Plot (d) shows that increasing adsorbent dosage generally enhances Pb²⁺ adsorption rates, indicating a clear correlation between dosage and removal efficiency. However, this improvement continues only up to a certain concentration threshold, beyond which adsorption rates may plateau or decrease. This suggests that while additional adsorbent provides more active sites, excessive amounts may not significantly increase efficiency if Pb²⁺ ions are insufficient to occupy all sites (Obsa et al., 2024). Plot (e) examines the impact of varying adsorbent dosages on Pb²⁺ adsorption over time, indicating that while longer contact times generally enhance adsorption, higher dosages can lead to diminishing returns. As contact time increases, the likelihood of Pb²⁺ ions interacting with the adsorbent rises, but elevated dosages may saturate available active sites, limiting further adsorption (Huang et al., 2014). This saturation means that beyond a certain dosage, additional adsorbent does not significantly improve removal efficiency. Finally, plot (f) examines the interaction between Pb²⁺ concentration and contact time, suggesting that lower concentrations combined with extended contact times enhance adsorption efficiency. At these lower concentrations, more active sites on the adsorbent are available for binding, allowing for more effective interactions over time (Corda and Kini, 2020). Longer contact time facilitates the diffusion and adhesion of Pb²⁺ ions to the adsorbent surface, leading to improved removal rates (Mariana et al., 2021).

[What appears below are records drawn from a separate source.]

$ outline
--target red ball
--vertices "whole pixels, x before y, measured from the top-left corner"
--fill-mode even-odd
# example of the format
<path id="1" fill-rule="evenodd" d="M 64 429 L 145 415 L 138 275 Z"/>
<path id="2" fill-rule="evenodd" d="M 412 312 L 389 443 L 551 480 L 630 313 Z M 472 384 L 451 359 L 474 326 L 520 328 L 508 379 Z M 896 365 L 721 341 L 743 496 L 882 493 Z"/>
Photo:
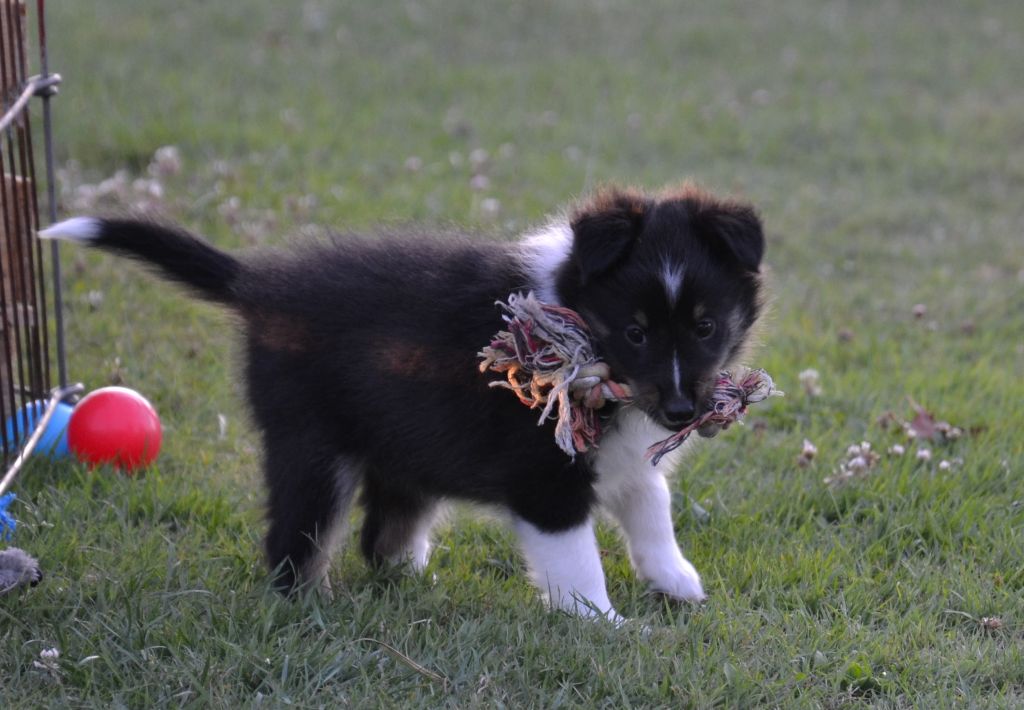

Adsorption kinetics and isotherms

To understand the mechanisms governing the adsorption of Pb²⁺ by bentonite and HNO₃-activated bentonite, the kinetic data were analyzed using three models: Pseudo second-order, Pseudo first-order, and Elovich. Additionally, the isotherm data were evaluated using the Langmuir, Freundlich, and Temkin models. The equations for these kinetic and isotherm models are presented in Table 1, while their respective linear parameters are detailed in Table 8.

Table 8.

Regression parameters of Pb²⁺ adsorption kinetics and Pb²⁺ adsorption isotherm.

	Kinetics
	Pseudo second-order					Pseudo first-order				Elovich
	q_e,exp	q_e,cal	k₂	χ²	R²	q_e,cal	k₁	χ²	R²	β	α	χ²	R²
	mg/g	mg/g	g/mg.min	χ²	R²	mg/g	g/mg.min	χ²	R²	g/mg	mg/g.min	χ²	R²
Bentonite	62.59	71.30	4.5×10⁻⁴	3.47	0.862	42.73	0.012	246.9	0.303	0.07	5.99	1.84	0.91
HNO₃-activated bentonite	63.54	71.81	4.9×10⁻⁴	2.84	0.874	42.08	0.013	5449	0.032	0.08	6.69	1.44	0.92
	Isotherms
	Langmuir				Freundlich				Temkin
	q_m	K_L	χ²	R²	1/n	K_F	χ²	R²	b	K_T	χ²	R²
	mg/g	L/mg	χ²	R²	1/n	(mg/kg)/(mg/L)ⁿ	χ²	R²	J/mol	1/mg	χ²	R²
Bentonite	48.22	4.46	3.11	0.65	0.11	37.64	0.28	0.939	603.1	11,049	0.15	0.97
HNO₃-activated bentonite	61.77	4.64	4.81	0.63	0.12	39.87	0.20	0.999	505.3	4000	0.07	0.99

The analysis of the linear error functions in Table 2 shows that the χ² values for the Elovich kinetic model were the smallest among the evaluated kinetic models, indicating a strong fit to the experimental data for Pb²⁺ ions. Additionally, the R² value for the Elovich model was the highest, suggesting it effectively represents the adsorption kinetics. The calculated equilibrium adsorption capacities (q_{e, cal}) from the Elovich model closely matched the experimental capacities (q_{e, exp}), further confirming that the Elovich model accurately captures the adsorption behavior of Pb²⁺ onto bentonite and HNO₃-activated bentonite and is relevant for describing the dynamics of the adsorption process.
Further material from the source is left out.